Las esperanzas abiertas por Mayo del 68 se superponen a las de la llamada Primavera de Praga. “He temblado por cada uno de ellos, por quienes han tenido el valor de respirar, por quienes no querían poner ciegamente una vez más las infamias más recientes en lugar de las antiguas, sino algo nuevo”, anota Canetti el mes de agosto. Pero enseguida iba a producirse la invasión de las tropas soviéticas. En un abrir y cerrar de ojos, queda roto el espejismo de mayo. “Entonces se trataba de la esperanza, del esplendor y de la belleza moral de la juventud; ahora, ay, ahora se trata de un derrumbamiento terrible, cuyas consecuencias no se pueden prever ni mínimamente”.

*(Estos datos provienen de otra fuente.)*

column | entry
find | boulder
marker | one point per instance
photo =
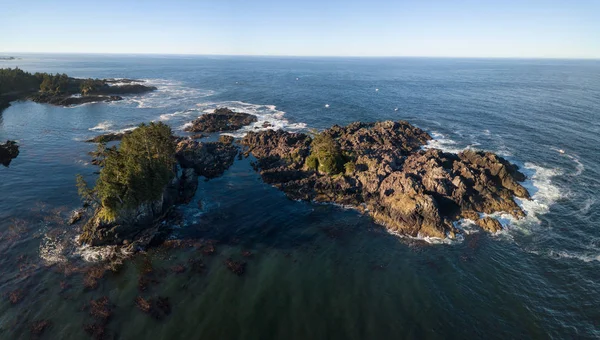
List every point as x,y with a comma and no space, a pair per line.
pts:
209,159
8,152
222,119
387,174
108,137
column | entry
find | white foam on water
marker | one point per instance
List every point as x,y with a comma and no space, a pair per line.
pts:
544,195
103,126
187,113
579,167
52,250
442,142
467,226
572,255
101,253
168,94
264,114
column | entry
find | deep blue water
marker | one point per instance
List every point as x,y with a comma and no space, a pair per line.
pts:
320,271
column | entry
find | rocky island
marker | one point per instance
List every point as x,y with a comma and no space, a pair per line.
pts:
381,169
141,181
8,151
222,119
60,89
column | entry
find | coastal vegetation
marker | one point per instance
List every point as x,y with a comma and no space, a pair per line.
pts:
136,172
325,155
60,89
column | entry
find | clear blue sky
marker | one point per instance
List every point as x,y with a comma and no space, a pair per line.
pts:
454,28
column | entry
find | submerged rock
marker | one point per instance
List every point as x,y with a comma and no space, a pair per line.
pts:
76,216
108,137
8,152
380,168
144,225
209,159
140,226
222,119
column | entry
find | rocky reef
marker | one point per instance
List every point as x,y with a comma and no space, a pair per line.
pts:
382,169
8,151
108,137
144,225
208,159
222,119
60,89
68,100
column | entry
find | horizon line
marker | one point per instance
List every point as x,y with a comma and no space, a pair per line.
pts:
14,54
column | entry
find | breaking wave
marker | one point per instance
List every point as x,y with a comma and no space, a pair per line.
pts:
168,94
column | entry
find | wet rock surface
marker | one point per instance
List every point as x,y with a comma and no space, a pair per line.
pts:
108,137
222,119
383,170
209,159
68,100
8,152
145,226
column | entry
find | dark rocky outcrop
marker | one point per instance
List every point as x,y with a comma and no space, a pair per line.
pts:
222,119
143,226
68,100
134,228
209,159
387,174
108,137
8,151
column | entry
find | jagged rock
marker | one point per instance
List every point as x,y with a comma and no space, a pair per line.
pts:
222,119
207,159
188,185
489,224
76,216
142,225
108,137
68,100
411,191
8,152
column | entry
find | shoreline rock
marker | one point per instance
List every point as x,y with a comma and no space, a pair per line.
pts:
381,169
108,137
67,100
222,119
144,225
8,152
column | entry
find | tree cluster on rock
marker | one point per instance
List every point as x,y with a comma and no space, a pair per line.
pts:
132,187
381,168
222,119
60,89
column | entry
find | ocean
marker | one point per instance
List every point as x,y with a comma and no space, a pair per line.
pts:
316,271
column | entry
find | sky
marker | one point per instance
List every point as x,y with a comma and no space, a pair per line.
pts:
443,28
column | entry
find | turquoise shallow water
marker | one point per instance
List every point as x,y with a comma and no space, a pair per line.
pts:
318,271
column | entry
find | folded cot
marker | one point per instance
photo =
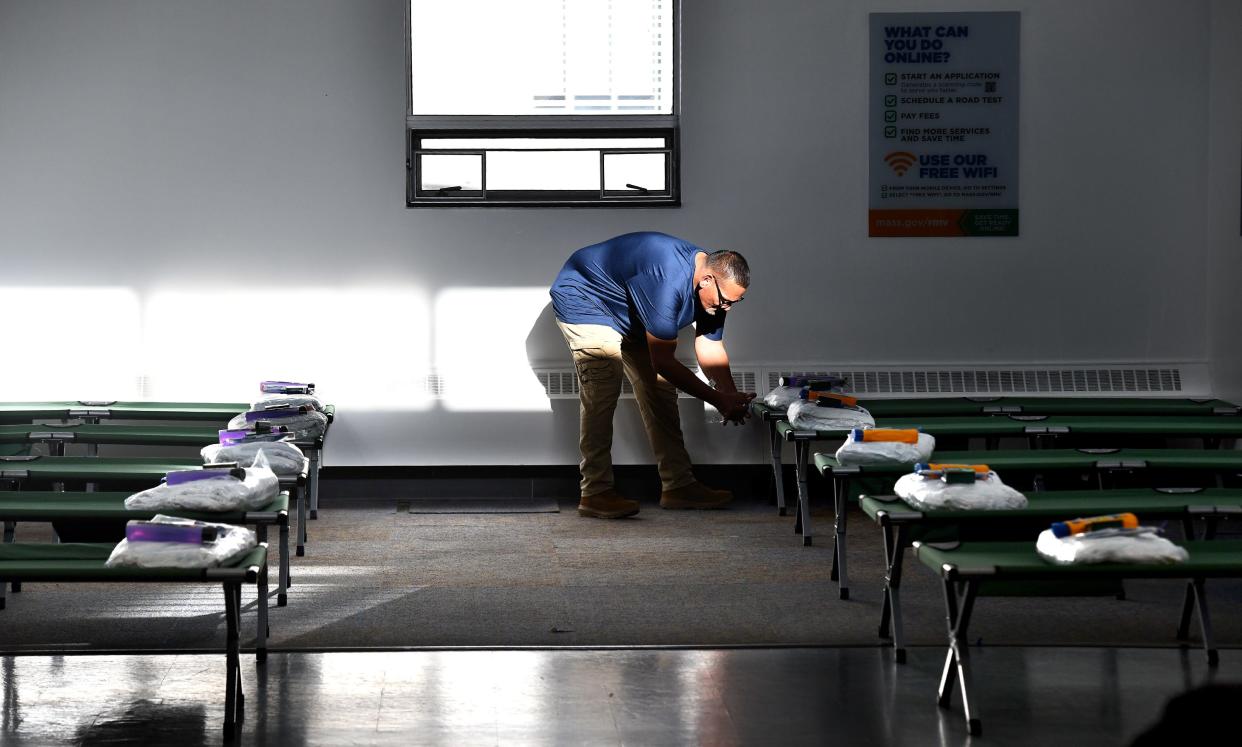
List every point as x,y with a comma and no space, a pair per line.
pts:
902,526
1097,461
85,563
973,569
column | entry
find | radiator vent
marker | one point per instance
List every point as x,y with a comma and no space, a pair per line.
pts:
1032,380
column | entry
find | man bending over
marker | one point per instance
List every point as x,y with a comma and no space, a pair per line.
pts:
620,305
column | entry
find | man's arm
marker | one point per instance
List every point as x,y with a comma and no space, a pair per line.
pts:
714,363
732,404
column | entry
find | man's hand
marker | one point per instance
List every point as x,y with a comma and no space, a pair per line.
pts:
734,407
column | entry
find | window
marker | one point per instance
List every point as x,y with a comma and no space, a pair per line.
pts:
543,102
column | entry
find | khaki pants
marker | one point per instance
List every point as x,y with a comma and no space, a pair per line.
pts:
601,356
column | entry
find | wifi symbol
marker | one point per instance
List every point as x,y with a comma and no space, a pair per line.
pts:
901,162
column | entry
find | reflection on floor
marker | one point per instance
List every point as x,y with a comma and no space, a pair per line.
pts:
617,696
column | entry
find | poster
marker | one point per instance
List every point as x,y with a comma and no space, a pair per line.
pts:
944,107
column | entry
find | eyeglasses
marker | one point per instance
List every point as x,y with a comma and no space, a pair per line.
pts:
724,302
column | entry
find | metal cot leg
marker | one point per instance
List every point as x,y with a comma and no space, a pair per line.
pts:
262,629
234,706
282,595
313,477
297,495
1205,622
891,613
841,502
956,665
778,476
802,450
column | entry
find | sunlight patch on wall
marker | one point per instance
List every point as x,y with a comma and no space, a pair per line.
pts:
70,343
360,347
481,348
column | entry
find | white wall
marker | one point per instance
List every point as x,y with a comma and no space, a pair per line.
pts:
164,147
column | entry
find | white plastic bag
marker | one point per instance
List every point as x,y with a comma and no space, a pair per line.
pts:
886,453
807,415
282,458
230,543
222,494
932,494
287,400
302,425
783,397
1109,546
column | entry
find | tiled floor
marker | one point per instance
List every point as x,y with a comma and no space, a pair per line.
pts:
621,696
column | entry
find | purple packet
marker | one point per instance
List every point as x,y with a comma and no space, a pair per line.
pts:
252,415
148,531
227,438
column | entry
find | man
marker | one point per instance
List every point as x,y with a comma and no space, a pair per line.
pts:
620,305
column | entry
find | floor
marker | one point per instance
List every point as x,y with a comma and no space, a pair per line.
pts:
576,696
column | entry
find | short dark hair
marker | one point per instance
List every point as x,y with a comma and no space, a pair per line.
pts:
729,265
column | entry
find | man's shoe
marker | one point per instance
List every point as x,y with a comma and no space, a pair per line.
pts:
696,495
606,505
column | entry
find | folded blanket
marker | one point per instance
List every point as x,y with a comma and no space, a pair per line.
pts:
809,415
897,435
230,543
309,424
845,399
220,494
887,453
1109,546
930,494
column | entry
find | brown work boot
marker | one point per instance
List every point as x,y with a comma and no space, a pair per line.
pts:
696,495
606,505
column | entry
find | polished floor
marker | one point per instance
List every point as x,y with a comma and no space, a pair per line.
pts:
619,696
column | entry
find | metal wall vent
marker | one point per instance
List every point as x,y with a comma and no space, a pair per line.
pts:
1036,380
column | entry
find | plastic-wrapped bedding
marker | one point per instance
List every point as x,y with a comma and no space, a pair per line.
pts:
287,400
886,453
809,415
230,543
1109,546
283,458
932,494
309,424
219,494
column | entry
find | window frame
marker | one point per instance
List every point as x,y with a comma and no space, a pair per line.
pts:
421,127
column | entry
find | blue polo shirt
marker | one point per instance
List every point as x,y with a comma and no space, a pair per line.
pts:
635,282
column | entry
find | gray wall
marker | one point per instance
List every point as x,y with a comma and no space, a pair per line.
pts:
158,144
1223,214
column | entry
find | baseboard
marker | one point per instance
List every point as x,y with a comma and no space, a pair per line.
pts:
535,481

En apenas tres meses, la ilusión encendida por los jóvenes parisinos da paso a un profunda sensación de tiniebla: “No puedo olvidar los rostros de los jóvenes en la Sorbona… Nada posee peso suficiente para sustraerme a ellos. Tenían rostros bellos, pero los veo como víctimas... Son las víctimas de nombres viejos y nuevos… Vietnam ha sido sacrificado por los rusos y entregado a los norteamericanos… Los rusos vuelven a ser lo que eran en 1848, bajo Nicolás I, la potencia más reaccionaria del continente… Es todo en vano, el poder sigue siendo lo que ha sido, nunca cambiará, para qué vives, el hundimiento es inevitable…”.
Las esperanzas abiertas por Mayo del 68 se superponen a las de la llamada Primavera de Praga. “He temblado por cada uno de ellos, por quienes han tenido el valor de respirar”

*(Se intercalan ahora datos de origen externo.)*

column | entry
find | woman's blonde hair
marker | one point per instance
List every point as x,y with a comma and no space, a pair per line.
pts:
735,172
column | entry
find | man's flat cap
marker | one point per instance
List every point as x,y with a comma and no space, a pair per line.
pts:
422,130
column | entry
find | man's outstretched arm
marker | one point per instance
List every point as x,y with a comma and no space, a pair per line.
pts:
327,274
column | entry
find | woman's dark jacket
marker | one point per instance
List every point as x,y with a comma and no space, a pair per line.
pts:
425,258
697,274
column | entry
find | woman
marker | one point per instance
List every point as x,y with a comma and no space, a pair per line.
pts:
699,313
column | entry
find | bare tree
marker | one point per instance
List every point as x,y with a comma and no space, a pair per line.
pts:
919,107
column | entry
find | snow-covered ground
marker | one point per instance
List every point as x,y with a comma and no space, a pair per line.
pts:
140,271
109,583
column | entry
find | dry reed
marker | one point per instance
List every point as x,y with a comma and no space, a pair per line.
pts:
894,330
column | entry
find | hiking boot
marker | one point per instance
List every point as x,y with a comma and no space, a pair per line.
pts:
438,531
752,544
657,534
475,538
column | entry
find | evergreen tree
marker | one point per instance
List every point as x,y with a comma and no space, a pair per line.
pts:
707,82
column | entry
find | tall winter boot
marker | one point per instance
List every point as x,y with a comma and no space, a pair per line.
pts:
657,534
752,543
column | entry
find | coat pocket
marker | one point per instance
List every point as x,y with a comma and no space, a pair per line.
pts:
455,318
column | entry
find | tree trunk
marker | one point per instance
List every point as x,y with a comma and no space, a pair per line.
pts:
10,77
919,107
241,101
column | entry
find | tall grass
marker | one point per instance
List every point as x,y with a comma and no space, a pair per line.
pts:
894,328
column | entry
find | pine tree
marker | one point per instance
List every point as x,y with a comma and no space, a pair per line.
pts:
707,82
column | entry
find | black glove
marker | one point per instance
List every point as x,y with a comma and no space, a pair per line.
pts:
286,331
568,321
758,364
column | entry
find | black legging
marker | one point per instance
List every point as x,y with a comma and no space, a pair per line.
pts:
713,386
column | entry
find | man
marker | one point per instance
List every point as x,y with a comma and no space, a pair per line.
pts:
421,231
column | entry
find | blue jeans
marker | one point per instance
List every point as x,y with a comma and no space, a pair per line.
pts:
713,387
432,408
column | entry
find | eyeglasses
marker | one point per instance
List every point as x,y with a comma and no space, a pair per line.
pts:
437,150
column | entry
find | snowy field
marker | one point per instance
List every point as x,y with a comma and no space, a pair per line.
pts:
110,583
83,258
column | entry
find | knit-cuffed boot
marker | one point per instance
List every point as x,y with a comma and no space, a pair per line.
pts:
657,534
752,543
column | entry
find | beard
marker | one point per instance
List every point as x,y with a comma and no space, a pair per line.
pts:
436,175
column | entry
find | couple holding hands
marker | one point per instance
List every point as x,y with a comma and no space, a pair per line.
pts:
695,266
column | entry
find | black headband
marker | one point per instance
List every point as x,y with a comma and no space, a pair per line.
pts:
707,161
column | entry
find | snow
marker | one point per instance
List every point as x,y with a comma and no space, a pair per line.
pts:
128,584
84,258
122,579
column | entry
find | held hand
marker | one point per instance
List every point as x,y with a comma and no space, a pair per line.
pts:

Veinticinco años después, en 1993, ya en vísperas de su muerte, Canetti rememorará ese año de 1968 con sus violentos contrastes: “Fue el año de los estudiantes en la Sorbona, de la primavera de Praga y de la catástrofe en agosto. Un año salvaje, demostrativo, trágico”. Fue también, para él, “el año de Kafka”, pues lo dedicó en su mayor parte a leer apasionadamente a este autor para escribir su ensayo El otro proceso (1968), al hilo de las entonces recién publicadas Cartas a Felice.
El “amor y admiración idolátricos por Kafka” llenan las páginas de Sobre Kafka (Galaxia Gutenberg), que, junto al ensayo, reúne todos los apuntes tomados durante su preparación y redacción, más todos cuantos dedicó al autor de La transformación. Y es notable el modo en que los acontecimientos de la actualidad, mezclados a los de la vida del propio Canetti, se entrelazan con la vida y con la obra de Kafka, produciendo un insólito acorde, al que ofrecen un melancólico contrapunto las palabras con que el mismo Kafka respondió un día a Max Brod cuando este le preguntó si pensaba que en el mundo había lugar para la esperanza: “Oh, bastante esperanza”, respondió Kafka, “infinita esperanza, solo que no para nosotros”.